By Philip Cross, April 22, 2020
As the true scale of the economic disaster due to the coronavirus pandemic lockdown becomes apparent, there are renewed calls for increased government spending on infrastructure.
This has been the reflexive response to every economic slump dating back to the Keynesian proposal to fight the Great Depression by paying unemployed people to dig holes and fill them back up. Unfortunately, too many public works projects are nearly as pointless for long-term productivity growth and just as burdensome for taxpayers.
If Canada engages in another round of public infrastructure investment, it would be the third since 2008, including the Harper government’s Economic Action Plan to alleviate the Great Recession and the Trudeau government’s attempted stimulus after 2015. Before another spending binge, governments should carefully evaluate whether past infrastructure stimulus programs succeeded in boosting the economy in either the short-term or the long-term.
Canada’s most-recent attempts to kick-start growth with public investments did little more than inflate budget deficits while productivity remained stagnant and incomes lagged. The failure to stimulate growth reflects Ethan Ilzetzki’s finding that nations like Canada with floating exchange rates and high debt have low fiscal multipliers. Low rates of return on recent public investments also may demonstrate that two decades of rising capital spending has cleared the inventory of all but the least beneficial projects.
The experience of other nations confirms that just spending more on infrastructure without the over-riding goal of boosting productivity does not help the economy. Japan wasted enormous amounts of money in the 1990s on their infamous “bridges to nowhere” that failed to lift growth. The Barack Obama administration’s plan of taming the Great Recession with infrastructure spending stimulus failed, partly because “there’s no such thing as shovel-ready projects,” as Obama ruefully admitted in 2010. As well, cash-strapped state governments cut back their capital spending, offsetting much of the federal stimulus.
Similarly, the parliamentary budget officer found higher federal capital spending was partly offset by provincial cutbacks in Canada. The sudden deterioration of provincial finances due to the pandemic will only aggravate this offset, as provinces are slammed by surging health-care costs, bail-out demands from universities and municipal governments, and falling tax revenues. Since most infrastructure spending is implemented by provincial and local governments, federal spending likely would morph into a giant transfer diverted to repair tattered balance sheets rather than develop infrastructure.
When this recession ends, Canada will be burdened with record public debt. All segments of society are turning to the federal government for aid, so its deficit is exploding by hundreds of billions. The only way to support this debt will be to restrain government spending once the pandemic passes while restoring private-sector growth.
Not all infrastructure spending is made by government. One-third of Canada’s infrastructure investment is done by the private sector, including communication networks (which successfully handled the upsurge in demand from people working and living at home during the pandemic) and transportation facilities in air, rail, and pipelines.
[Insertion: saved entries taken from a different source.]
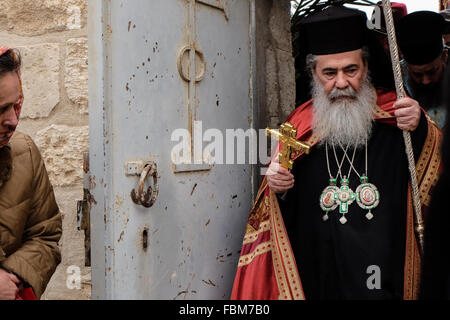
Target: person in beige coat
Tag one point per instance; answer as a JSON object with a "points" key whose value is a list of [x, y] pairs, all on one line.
{"points": [[30, 221]]}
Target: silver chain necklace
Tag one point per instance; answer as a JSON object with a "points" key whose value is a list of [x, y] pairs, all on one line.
{"points": [[366, 195]]}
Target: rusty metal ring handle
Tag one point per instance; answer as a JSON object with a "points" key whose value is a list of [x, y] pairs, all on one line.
{"points": [[143, 197]]}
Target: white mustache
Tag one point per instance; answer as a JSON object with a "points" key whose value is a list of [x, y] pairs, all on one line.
{"points": [[340, 93]]}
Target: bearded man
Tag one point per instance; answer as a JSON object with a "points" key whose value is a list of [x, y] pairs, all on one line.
{"points": [[30, 221], [425, 60], [340, 226]]}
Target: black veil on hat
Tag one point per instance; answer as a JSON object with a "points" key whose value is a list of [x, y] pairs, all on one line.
{"points": [[334, 30], [340, 29], [420, 36]]}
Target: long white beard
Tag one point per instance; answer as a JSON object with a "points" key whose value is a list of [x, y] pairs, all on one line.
{"points": [[344, 121]]}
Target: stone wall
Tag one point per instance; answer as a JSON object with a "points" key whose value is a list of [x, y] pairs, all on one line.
{"points": [[275, 62], [52, 38]]}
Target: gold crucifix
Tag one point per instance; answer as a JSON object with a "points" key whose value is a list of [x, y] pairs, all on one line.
{"points": [[287, 135]]}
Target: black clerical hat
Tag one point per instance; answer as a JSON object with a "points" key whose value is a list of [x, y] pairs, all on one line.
{"points": [[420, 36], [335, 29]]}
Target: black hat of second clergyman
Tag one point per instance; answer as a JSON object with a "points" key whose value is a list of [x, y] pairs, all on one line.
{"points": [[419, 36], [335, 29]]}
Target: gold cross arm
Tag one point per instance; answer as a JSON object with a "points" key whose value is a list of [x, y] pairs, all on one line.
{"points": [[287, 135]]}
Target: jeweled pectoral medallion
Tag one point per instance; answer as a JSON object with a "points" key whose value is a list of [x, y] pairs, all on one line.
{"points": [[367, 196], [344, 197], [327, 200]]}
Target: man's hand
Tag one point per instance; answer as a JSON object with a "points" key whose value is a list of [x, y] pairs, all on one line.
{"points": [[8, 285], [279, 179], [407, 113]]}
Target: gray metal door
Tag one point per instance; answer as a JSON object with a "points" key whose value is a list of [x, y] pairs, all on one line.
{"points": [[158, 67]]}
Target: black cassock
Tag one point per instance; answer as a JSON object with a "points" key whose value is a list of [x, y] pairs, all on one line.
{"points": [[335, 260]]}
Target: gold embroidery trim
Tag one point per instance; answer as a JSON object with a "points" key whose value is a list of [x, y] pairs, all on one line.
{"points": [[260, 249], [252, 237]]}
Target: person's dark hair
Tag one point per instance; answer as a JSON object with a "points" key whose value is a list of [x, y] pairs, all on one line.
{"points": [[10, 61]]}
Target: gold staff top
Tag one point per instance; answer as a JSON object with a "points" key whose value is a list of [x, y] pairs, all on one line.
{"points": [[287, 135]]}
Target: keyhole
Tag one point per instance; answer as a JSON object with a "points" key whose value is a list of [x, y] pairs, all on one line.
{"points": [[145, 239]]}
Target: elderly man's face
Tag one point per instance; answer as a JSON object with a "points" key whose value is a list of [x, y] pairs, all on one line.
{"points": [[340, 71], [10, 95], [431, 73]]}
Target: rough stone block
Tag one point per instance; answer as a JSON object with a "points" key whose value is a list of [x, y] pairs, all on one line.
{"points": [[62, 148], [31, 17], [40, 77], [76, 72]]}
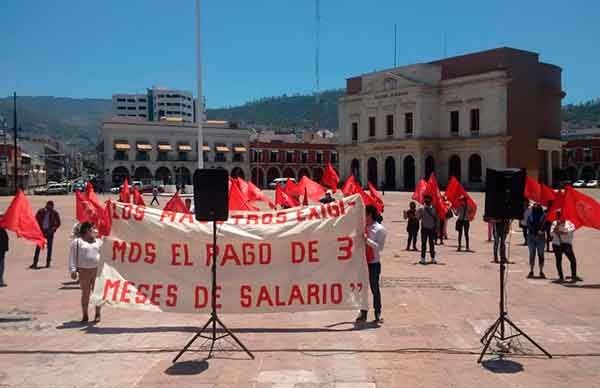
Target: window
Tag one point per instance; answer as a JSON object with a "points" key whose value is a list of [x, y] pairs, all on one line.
{"points": [[372, 127], [389, 122], [143, 155], [474, 120], [454, 123], [354, 131], [408, 125], [121, 155], [334, 157]]}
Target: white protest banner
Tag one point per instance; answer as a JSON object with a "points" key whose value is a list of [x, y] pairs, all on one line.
{"points": [[300, 259]]}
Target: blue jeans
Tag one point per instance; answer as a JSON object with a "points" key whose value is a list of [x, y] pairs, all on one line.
{"points": [[536, 244]]}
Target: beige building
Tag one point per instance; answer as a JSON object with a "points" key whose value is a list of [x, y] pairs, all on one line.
{"points": [[455, 117], [167, 152]]}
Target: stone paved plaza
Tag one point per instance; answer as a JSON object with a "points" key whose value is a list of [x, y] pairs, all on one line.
{"points": [[434, 318]]}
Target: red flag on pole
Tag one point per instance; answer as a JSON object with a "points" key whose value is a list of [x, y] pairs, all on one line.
{"points": [[137, 197], [124, 193], [330, 178], [282, 199], [533, 190], [420, 191], [20, 219], [351, 186], [580, 209], [176, 204]]}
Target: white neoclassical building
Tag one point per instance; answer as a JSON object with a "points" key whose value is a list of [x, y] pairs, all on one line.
{"points": [[455, 117], [167, 152]]}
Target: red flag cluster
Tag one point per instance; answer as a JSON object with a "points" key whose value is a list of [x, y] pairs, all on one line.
{"points": [[19, 218]]}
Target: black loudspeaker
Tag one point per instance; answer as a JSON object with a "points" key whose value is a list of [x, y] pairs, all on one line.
{"points": [[504, 194], [211, 195]]}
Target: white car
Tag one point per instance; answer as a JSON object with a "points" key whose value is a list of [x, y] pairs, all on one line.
{"points": [[280, 181]]}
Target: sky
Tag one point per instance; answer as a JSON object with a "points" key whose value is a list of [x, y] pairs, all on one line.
{"points": [[254, 49]]}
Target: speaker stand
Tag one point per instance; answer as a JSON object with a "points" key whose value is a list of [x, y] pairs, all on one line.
{"points": [[497, 330], [214, 318]]}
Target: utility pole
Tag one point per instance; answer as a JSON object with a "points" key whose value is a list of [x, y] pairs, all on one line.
{"points": [[15, 166]]}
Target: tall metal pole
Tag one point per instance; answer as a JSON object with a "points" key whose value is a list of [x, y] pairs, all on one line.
{"points": [[317, 38], [199, 102], [15, 165]]}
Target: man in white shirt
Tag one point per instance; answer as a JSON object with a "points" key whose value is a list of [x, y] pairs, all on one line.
{"points": [[375, 239]]}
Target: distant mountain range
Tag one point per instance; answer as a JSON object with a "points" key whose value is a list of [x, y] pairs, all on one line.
{"points": [[79, 120]]}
Their successes reflect that private investments are made with an eye to profitability, efficiency, and a capacity to meet unexpected demand. Public-sector projects often make the political calculations rather than economic ones, which explains their dreadful track record of huge cost overruns.
Government infrastructure investment after the crisis should be highly selective in partnering with private sector capital to support higher long-term productivity growth that generates the income to service high debt. One of the reasons recent public infrastructure investments have not worked as hoped is they did not prioritize raising productivity. Government investments often have too many goals, including reducing regional disparities, encouraging progressive trade, fighting climate change, and supporting union wage rates. The federal government needs to focus on moving goods and people efficiently and safely across provincial and international borders, especially to export markets.
Canada for years has spent more on infrastructure than the U.S. or Europe, with little obvious benefit. After the pandemic crisis, we no longer can afford not getting the maximum benefits from infrastructure spending. Partnering with private sector initiatives will help ensure the largest pay-off while minimizing the burden on taxpayers.
Philip Cross is a senior fellow at the Macdonald-Laurier institute and former chief economic analyst at Statistics Canada.